Free Novel Read

Moonlight Downs Page 6


  But would she let me? I’d buggered up her life once before. Would she ever trust me again?

  She’d be coming back sooner or later, and I wanted to be there when she did. Not at Moonlight—not yet, at any rate. I wasn’t up to Moonlight. The deserted outstation was too much to tackle on my own.

  Bluebush was my only option; I’d stay here until I knew what she and I were going to make of each other. She’d said it was about time I came home. Well, we’d see.

  I glanced at my watch. Getting on for seven. I’d promised to come in early, help Stan with the twelve o’clock swill, but that still gave me a few hours. I grabbed a book, slipped back under the covers and read myself to sleep. Since Camel’s party had kept me awake half the night and the book was entitled A Delineation of the Precambrian Plateau in North Central Australia with notes on the impinging sedimentary formation—when I’m trying to understand a locality I like to start from the ground and work my way up—that took about ten seconds.

  Party girl

  THERE WERE two pubs in town: mine, the White Dog, and the Black Dog, which was even worse. The main danger I faced at the White was the constant barrage of marriage proposals to which I was subjected by the old timers in the front bar.

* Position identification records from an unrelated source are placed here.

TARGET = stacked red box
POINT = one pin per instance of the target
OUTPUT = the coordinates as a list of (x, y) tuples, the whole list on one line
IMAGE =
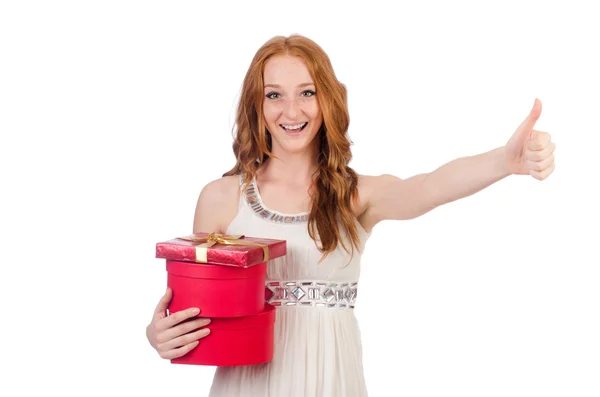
[(225, 277)]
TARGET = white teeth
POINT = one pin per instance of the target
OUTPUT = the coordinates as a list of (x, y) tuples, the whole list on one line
[(293, 127)]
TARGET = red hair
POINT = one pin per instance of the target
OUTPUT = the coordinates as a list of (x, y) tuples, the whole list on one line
[(335, 188)]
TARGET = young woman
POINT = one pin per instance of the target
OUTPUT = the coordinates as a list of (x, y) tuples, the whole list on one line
[(292, 182)]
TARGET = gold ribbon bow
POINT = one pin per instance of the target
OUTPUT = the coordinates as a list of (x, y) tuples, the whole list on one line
[(216, 238)]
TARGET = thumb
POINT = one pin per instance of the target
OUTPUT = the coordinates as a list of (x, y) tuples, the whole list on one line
[(163, 305), (524, 130)]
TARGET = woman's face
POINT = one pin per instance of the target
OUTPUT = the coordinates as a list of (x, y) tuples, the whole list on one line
[(290, 106)]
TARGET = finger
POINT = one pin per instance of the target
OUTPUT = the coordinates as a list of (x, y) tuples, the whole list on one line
[(544, 174), (538, 141), (532, 117), (181, 351), (161, 308), (540, 165), (184, 340), (175, 318), (539, 155), (182, 329)]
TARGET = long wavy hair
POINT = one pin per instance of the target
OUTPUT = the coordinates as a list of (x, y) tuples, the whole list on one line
[(335, 188)]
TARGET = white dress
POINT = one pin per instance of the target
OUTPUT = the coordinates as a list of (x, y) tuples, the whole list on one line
[(317, 348)]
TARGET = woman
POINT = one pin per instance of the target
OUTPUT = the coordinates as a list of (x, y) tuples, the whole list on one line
[(292, 153)]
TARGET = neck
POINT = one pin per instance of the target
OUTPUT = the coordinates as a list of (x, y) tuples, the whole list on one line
[(291, 167)]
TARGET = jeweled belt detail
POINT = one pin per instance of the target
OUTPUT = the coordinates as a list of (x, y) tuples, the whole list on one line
[(311, 293)]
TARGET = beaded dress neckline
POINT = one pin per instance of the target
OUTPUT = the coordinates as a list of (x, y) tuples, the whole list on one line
[(255, 202)]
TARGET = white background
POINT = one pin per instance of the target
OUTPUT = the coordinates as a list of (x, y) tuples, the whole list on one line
[(115, 114)]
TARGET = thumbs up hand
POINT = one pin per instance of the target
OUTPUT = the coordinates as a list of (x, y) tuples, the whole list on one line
[(528, 151)]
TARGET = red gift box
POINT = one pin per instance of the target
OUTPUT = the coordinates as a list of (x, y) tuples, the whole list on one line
[(222, 275), (235, 341)]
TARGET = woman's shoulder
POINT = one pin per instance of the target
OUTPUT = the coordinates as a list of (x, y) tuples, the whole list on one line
[(364, 186), (217, 204)]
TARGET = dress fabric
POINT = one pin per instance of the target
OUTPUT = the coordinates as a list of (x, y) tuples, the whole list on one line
[(317, 349)]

When things got frisky at the Black, you were likely to end up with a billiard cue through the skull.

  We were generally frantic at lunch time, but I quite enjoyed it. I’d put on my running shoes and sprint from one end of the bar to the other, trying not to skittle Stan, who’d run the White for twenty years.

  After lunch the miners and meatworkers scuttled back to their respective holes and sometimes we’d find time to join the regulars for a quiet drink. There was usually a comforting monotony about the conversation: I’d find myself counselling them against blowing their super on time-share apartments and Russian brides, laughing at their stale jokes and reminding them to take their tablets.

  Today, however, was not one of those days. We’d been joined by a rowdy mob of blokes who seemed to have wandered into the wrong establishment and showed no signs of pissing off.

  ‘Be more at home over the road,’ Stan grumbled as I made my tenth trip to the back bar, from where the strangers’ conversation was rising into a crescendo.

  ‘Hate to tell you this Stan, but they’d probably be there if they hadn’t been banned last night.’

  ‘Jeez,’ said Stan, looking seriously offended, ‘you mean we’re gettin the Black’s rejects?’

  There were eight or nine of them. Station hands, I picked up over the next half hour, though not the kind of station hands I remembered from my childhood. The men who worked the stations back then were unworldly, shy, often awkward blokes who’d take their hats off when a woman entered the room. Country men.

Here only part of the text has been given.